Horatio Bustos - Guitig (Ecuador)
I chose Guitig from Ecuador, naturally carbonated, to enhance flavors and spiciness in the mouth, as this water has a relevant hardness and minerality.

Martin Riese - No Pairing

Michael Mascha - No Pairing
I did not want to distract from the presentation and the effect of the carbonated fruits


65% Chocolate Mousse with orange spongecakes, 70% chocolate gelato with cacao leaves and passion fruit/cacao pulp gelée

Rita Palandrani - Waiakea (Still) - Solé (Added Carbonation) - Roi (Naturally Carbonated)
The high percentage of cocoa and tannins in the mousse and gelato, the subtle acidic notes of the orange and passion fruit, the overall textural complexity, required a water that could bring out the richness of the dish. I started with Waiakea, a low minerality and alkaline volcanic water from Hawaii, low in sodium but high in silica -which provides a pleasant mouth-feel- adding a mild sweetness and not overwhelming the flavor profile. I then moved to the Italian Solé, in the sparkling edition with soft and gentle carbonation, also low in sodium, slightly alkaline and with a good amount of silica. The low mineral content and the light bubbles cut through the chocolate, refreshing without disturbing the unique character of the course. I wanted to end the dinner with a glass of ROI from Slovenia, to contrast the previous perception and create a brand new experience with the addition of a strong mineral content, the power of the natural carbonation and a significant salty note.

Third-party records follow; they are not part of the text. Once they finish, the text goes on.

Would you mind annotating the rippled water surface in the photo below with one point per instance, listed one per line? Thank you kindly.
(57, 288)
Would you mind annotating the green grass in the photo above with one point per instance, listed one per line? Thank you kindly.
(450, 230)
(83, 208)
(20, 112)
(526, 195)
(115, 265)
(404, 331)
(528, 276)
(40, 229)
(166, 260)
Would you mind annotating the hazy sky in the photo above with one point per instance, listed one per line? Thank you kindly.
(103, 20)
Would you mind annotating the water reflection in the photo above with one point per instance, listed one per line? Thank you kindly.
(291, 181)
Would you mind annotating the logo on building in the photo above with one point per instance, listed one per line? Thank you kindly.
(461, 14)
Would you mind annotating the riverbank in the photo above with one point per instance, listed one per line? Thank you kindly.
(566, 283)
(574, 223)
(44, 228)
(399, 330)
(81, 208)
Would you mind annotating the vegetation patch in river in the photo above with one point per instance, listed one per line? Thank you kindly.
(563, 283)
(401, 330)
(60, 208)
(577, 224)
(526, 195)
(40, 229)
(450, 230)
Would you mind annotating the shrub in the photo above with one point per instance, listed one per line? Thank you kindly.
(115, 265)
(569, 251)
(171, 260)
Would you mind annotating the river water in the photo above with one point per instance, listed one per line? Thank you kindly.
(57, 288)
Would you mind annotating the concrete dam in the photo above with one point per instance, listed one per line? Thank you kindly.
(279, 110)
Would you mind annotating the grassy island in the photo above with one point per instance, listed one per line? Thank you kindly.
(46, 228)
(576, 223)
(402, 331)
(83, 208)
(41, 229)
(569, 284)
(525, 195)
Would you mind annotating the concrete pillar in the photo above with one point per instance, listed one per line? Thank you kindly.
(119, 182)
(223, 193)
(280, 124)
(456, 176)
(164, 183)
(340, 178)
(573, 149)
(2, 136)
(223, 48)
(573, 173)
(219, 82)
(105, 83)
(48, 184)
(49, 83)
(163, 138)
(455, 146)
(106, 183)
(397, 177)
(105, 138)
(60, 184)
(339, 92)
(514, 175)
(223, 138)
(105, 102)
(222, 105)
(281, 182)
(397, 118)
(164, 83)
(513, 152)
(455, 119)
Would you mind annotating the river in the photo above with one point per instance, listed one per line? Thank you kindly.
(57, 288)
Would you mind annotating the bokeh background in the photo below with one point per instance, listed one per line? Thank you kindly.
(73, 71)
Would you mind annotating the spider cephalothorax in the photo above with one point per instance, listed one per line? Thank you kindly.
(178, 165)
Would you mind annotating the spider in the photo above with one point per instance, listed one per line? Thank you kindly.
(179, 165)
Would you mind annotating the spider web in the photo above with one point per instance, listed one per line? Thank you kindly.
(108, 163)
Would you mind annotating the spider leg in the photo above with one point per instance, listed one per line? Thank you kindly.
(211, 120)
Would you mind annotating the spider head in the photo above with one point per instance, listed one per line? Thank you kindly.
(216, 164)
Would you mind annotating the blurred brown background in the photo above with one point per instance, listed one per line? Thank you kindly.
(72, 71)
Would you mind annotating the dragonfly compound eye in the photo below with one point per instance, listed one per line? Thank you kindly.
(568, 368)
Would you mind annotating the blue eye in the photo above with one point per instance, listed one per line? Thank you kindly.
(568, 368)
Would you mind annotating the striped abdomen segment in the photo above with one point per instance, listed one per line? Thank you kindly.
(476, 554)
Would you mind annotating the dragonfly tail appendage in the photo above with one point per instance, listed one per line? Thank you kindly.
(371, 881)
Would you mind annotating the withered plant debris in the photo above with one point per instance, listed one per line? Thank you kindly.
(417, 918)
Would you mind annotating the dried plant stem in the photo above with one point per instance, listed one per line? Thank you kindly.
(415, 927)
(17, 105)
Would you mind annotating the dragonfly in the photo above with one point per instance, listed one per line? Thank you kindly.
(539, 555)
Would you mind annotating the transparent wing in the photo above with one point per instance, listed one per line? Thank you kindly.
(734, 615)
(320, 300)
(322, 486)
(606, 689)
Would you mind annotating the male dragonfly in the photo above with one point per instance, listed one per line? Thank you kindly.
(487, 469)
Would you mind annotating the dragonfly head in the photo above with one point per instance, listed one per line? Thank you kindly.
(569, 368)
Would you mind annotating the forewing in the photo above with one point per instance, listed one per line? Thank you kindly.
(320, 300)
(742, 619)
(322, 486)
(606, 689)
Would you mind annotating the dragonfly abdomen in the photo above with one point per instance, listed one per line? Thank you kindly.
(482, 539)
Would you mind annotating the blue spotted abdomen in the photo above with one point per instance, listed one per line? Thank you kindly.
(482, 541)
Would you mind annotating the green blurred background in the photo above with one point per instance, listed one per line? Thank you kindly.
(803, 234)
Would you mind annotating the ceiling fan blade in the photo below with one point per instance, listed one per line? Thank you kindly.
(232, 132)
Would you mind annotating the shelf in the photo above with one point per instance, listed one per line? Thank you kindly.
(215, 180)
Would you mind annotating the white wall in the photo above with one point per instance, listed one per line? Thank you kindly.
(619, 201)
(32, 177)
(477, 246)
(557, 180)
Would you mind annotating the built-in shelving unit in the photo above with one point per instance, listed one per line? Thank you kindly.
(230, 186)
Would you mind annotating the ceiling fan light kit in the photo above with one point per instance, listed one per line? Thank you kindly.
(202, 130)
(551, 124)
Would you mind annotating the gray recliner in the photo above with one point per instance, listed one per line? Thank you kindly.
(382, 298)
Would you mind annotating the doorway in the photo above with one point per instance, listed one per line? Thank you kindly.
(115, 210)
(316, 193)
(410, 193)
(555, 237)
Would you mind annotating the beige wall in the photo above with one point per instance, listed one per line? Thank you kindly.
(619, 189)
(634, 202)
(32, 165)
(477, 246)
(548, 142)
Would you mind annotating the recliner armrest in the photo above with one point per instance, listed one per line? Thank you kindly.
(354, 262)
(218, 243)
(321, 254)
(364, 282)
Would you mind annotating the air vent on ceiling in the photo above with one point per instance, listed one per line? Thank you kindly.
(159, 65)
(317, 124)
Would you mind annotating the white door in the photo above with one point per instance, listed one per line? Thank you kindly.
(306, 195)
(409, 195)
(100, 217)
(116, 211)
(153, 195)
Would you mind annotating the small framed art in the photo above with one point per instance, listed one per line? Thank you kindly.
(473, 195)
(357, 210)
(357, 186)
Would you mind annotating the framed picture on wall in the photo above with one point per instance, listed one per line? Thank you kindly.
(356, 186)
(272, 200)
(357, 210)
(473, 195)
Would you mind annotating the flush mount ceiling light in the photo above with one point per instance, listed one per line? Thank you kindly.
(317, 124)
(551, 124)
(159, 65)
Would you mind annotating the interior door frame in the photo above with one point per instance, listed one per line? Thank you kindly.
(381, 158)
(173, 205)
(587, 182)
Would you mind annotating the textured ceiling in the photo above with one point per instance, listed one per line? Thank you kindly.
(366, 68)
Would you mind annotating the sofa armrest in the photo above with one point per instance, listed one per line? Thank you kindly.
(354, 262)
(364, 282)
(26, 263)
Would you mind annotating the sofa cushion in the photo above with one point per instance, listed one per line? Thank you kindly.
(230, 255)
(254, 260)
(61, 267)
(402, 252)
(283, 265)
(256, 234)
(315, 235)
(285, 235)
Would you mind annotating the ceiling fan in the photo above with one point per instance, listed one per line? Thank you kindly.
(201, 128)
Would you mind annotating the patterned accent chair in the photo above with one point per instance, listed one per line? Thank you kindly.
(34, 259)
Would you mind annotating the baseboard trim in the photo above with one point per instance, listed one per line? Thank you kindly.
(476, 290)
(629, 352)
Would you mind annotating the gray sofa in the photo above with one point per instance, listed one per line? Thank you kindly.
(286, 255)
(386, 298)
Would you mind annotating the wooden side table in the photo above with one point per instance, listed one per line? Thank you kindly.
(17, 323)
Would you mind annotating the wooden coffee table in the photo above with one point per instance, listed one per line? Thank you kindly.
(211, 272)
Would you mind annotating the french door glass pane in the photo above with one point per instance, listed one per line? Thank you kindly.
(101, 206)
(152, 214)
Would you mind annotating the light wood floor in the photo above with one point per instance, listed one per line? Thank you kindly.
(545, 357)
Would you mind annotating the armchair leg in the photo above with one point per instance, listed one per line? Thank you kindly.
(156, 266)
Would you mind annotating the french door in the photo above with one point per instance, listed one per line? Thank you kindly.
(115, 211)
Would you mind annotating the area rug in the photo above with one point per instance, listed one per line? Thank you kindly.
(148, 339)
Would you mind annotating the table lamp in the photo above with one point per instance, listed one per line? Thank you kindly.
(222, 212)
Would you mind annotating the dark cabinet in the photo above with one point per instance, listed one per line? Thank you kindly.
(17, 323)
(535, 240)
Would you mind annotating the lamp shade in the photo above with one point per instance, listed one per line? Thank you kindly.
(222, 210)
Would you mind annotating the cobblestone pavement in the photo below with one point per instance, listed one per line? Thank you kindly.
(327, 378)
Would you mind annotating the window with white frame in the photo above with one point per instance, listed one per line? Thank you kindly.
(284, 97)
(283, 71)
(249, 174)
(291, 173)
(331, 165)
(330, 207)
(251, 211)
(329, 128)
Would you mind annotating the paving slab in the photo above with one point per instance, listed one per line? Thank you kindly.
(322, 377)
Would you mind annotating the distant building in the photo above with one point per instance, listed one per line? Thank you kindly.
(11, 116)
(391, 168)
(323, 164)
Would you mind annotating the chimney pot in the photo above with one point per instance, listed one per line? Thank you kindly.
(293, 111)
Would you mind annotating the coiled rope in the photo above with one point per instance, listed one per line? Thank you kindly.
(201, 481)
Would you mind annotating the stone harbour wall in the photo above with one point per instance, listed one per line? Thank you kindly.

Horatio Bustos - Guitig (Ecuador) & Roi (Naturally Carbonated)
Two carbonated waters for this dish, Guitig and Roi. The first one emphasizing the chocolate with a lower cacao percentage and the second one to enhance the cacao leaf which contains 80% cacao.

Martin Riese - Roi (Slovenia)
Roi is always an interesting water to showcase how extreme a water can taste. The 7400 TDS water fits incredible to the bitterness of the chocolate. Roi gives chocolate a completely new taste spectrum.

Michael Mascha - Snasa (still)
I was intrigued by the fact that the chef wanted his desert not sweet but focused on the bitter aspects chocolate. I wanted to support that notion by pairing it with a Super Low Minerality water that had just a little bit of weight. The chocolate taste was very prominent and perceived bitter due to the contrast with the super neutral low minerality water.